Pelléas and Mélisande () is a Symbolist play by the Belgian playwright and author Maurice Maeterlinck about the forbidden, doomed love of the title characters. It was first performed in 1893.

The work never achieved great success on the stage, apart from in the operatic setting by Claude Debussy, but it was at the time widely read and admired by the literary elite in the symbolist movement, such as Strindberg and Rilke. It also inspired other contemporary composers, including Gabriel Fauré, Arnold Schoenberg, Jean Sibelius, and Mel Bonis.

Synopsis
Golaud finds Mélisande by a stream in the woods. She has lost her crown in the water but does not wish to retrieve it. They marry, and she instantly wins the favor of Arkël, Golaud's grandfather and king of Allemonde, who is ill. She begins to be drawn to Pelléas, Golaud's brother. They meet by the fountain, where Mélisande loses her wedding ring. Golaud grows suspicious of the lovers, has his son Yniold spy on them, and discovers them caressing, whereupon he kills Pelléas and wounds Mélisande. She later dies after giving birth to an abnormally small girl.

Themes

This play treats the familiar triangle of wife, husband and lover, ending with the death of both the wife and the lover at the hands of the husband. The best known example of this triangle is the story of Paolo and Francesca of Rimini, treated in two highly successful plays also dating to the 1890s by Gabriele D'Annunzio and the English playwright Stephen Phillips.
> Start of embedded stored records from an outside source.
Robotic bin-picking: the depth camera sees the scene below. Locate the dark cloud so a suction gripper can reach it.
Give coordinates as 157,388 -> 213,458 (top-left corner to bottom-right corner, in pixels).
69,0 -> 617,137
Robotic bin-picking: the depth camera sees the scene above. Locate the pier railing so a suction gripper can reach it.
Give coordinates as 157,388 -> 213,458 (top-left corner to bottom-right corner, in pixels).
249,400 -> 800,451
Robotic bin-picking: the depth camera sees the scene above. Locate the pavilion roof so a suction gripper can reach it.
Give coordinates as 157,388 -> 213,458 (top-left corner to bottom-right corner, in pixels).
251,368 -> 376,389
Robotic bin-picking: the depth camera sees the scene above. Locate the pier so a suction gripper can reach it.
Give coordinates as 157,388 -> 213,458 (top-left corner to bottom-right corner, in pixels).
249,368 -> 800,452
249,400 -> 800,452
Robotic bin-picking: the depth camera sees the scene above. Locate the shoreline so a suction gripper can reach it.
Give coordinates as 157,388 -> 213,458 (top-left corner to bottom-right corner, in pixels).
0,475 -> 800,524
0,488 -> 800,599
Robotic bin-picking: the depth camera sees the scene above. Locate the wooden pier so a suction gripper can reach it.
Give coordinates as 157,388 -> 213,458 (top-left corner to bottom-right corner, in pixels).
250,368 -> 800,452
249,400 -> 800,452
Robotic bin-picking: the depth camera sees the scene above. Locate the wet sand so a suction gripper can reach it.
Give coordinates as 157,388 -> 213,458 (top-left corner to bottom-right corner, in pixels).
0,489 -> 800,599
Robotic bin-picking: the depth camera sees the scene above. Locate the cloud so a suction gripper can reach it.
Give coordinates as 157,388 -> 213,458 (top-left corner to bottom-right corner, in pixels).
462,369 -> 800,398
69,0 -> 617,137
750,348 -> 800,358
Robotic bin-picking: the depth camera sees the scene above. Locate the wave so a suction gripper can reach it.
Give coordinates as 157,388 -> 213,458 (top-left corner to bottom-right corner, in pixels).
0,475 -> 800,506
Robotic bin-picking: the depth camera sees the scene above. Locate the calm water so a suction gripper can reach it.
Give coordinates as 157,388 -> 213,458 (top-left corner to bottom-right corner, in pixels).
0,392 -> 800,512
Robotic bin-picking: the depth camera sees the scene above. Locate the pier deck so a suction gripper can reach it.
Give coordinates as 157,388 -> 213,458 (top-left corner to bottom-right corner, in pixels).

A brief summary of the play will concentrate best on Mélisande. At the beginning of the play she has just escaped from a failed marriage that has so traumatized her that she scarcely remembers either it or her past. She marries Golaud through no choice of her own, and remains essentially distant from him. The audience realize she is falling in love with Pelléas long before she does. On her deathbed she has quite forgotten her final meeting with Pelléas and his death, and dies without realizing that she is dying. This and the whole play -- for none of the other characters are wiser -- expresses a sense that human beings understand neither themselves nor each other nor the world. The problem is not simply human blindness, but the lack of a fixed and definable reality to be known. This is the Maeterlinck who paved the way for the plays of Samuel Beckett. It is extraordinary that he achieves this within a story whose basic plot -- that of a woman, a husband and a lover and the tragedy that results -- is itself so conventional.

A key element in the play is the setting, whether visible in the stage scenery or described in the dialogue. The action takes place in an ancient, decaying castle, surrounded by deep forest, which only occasionally lets sunlight in, and with caverns underneath it that breathe infected air and are in danger of collapse. As numerous critics have pointed out, all this symbolizes the dominating power throughout the action of a destiny (the power of death, if you like) fatal to mankind. 

Note also the role of water, which appears in several forms throughout the work: Golaud finds her by a stream, Mélisande arrived in the kingdom by sea, she loses her wedding ring in a fountain, Golaud and Pelléas discover foul-smelling waters under Arkël's castle, Mélisande is often seen crying and mentions her tears several times. Moreover, most of the characters' names contain liquid consonants: Pelléas, Mélisande, Arkël, Golaud, Yniold. She appears to be related to the mythical figure Melusine in French folklore.

Premiere
Pelléas and Mélisande premiered on 17 May 1893 at the Bouffes-Parisiens under the direction of Aurélien Lugné-Poe. Lugné-Poe, possibly taking inspiration from The Nabis, an avant-garde group of Symbolist painters, used very little lighting on the stage. He also removed the footlights. He placed a gauze veil across the stage, giving the performance a dreamy and otherworldly effect. This was the antithesis to the realism popular in French theatre at the time.

Maeterlinck was so nervous on the night of the premiere that he did not attend. Critics derided the performance, but Maeterlinck's peers received it more positively. Octave Mirbeau, to whom Maeterlinck dedicated his play, was impressed with the work, which stimulated a new direction in stage design and theatre performance.

In music

The play has been the basis of several pieces of music. Perhaps the best known is the opera of the same name (1902) by Claude Debussy. In 1898, Gabriel Fauré had written incidental music for performances of the play in London and asked Charles Koechlin to orchestrate it, from which he later extracted a suite. In the same year Mel Bonis wrote a piano piece named 'Mélisande'. The story inspired Arnold Schoenberg's early symphonic poem Pelleas und Melisande of 1902–03. Jean Sibelius also wrote incidental music for it in 1905; the section "At the castle gate" has found fame as the signature music of the BBC The Sky at Night programme. In 2013, Alexandre Desplat, commissioned by the "Orchestre National des Pays de la Loire", composed a Sinfonia Concertante for Flute and Orchestra, inspired by Maeterlinck's Pelléas and Mélisande.